S-400 missile system

Turkey's President Recept Tayyip Erdogan asserted his country was considering a second battery of S-400 in a move that will further strain relations with the United States.

“Nobody will be able to interfere in terms of what kind of defense systems we acquire, from which country, at what level,” Erdoğan told CBS News in New York this past week where he had gone to attend the UN General Assembly. “We are the only ones to make such decisions.”

On being asked if that meant a yes, Erdogan replied, “Of course, yes.”

Alexander Mikheev, General Director of Russia’s state arms exporter Rosoboronexport, reportedly told Russian state media on Monday that the consultations between Turkey and Russia on a new supply of the S-400s were at the “final stage.”

The U.S. has cancelled delivery of the first lot of F-35 fighter jets over the S-400 issue but continues to buy F-35 components from Turkish firms. It has also slapped sanctions under Countering America's Adversaries Through Sanctions Act (CAATSA) against Turkey.

In March, Turkey’s defense industry chief said the country was not necessarily seeking to rejoin the jet program but rather had set a primary goal of compensation for losses.

Turkey has meanwhile extended a contract with a New York based law firm hired in 2020 to lobby Turkey's case with U.S. lawmakers. Ankara has earlier said it wants to remain in the F-35 program in which it supplies parts to Lockheed Martin and was to receive over 100 fighter jets over a period of time.

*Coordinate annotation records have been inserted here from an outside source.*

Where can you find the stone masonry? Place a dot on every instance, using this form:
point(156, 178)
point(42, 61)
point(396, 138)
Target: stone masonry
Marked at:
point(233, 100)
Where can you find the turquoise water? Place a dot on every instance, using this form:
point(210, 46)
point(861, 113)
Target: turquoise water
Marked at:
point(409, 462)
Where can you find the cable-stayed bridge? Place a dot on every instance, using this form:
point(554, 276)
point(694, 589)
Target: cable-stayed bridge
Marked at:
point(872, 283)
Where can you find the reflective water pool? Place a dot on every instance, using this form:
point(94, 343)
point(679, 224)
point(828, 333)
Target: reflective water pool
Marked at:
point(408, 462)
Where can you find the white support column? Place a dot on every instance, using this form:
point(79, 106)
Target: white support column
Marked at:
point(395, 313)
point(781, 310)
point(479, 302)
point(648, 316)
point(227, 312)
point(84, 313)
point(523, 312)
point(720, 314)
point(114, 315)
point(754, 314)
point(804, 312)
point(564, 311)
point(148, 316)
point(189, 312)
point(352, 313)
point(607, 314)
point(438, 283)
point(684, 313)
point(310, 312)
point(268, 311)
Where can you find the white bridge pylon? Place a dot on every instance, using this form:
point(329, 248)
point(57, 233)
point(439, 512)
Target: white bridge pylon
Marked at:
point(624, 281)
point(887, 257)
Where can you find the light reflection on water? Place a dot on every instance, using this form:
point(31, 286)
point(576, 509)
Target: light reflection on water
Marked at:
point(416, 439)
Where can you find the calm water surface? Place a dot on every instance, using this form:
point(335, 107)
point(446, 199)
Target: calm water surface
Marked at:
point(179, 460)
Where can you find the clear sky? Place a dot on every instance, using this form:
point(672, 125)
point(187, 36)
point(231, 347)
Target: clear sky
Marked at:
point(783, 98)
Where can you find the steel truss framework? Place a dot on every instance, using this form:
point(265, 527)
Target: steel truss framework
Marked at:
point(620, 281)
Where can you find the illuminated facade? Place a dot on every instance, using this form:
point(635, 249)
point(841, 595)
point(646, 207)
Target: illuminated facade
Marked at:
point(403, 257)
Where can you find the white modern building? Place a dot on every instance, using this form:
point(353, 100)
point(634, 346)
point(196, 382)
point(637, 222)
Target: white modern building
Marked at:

Arnold & Porter Kaye Scholer’s $1.5 million contract for “strategic counsel and legal consultancy services” was disclosed on Sept. 20 and runs until August 2022, U.S. Justice Department records show. Turkey first hired the firm in February for six months to lobby for readmission to the fighter-jet modernization program after the Trump administration suspended the country’s participation.

The contract requires the firm to “advise on a strategy” for Turkey to “remain within the Joint Strike Fighter Program” while “taking into consideration and addressing the complex geopolitical and commercial factors at play.”

Arnold & Porter said it would “undertake a targeted outreach to the U.S. commercial partners and stakeholders” within the program to “sound out and understand their interests” in Turkey’s “continued involvement as a strategic ally and valued partner.”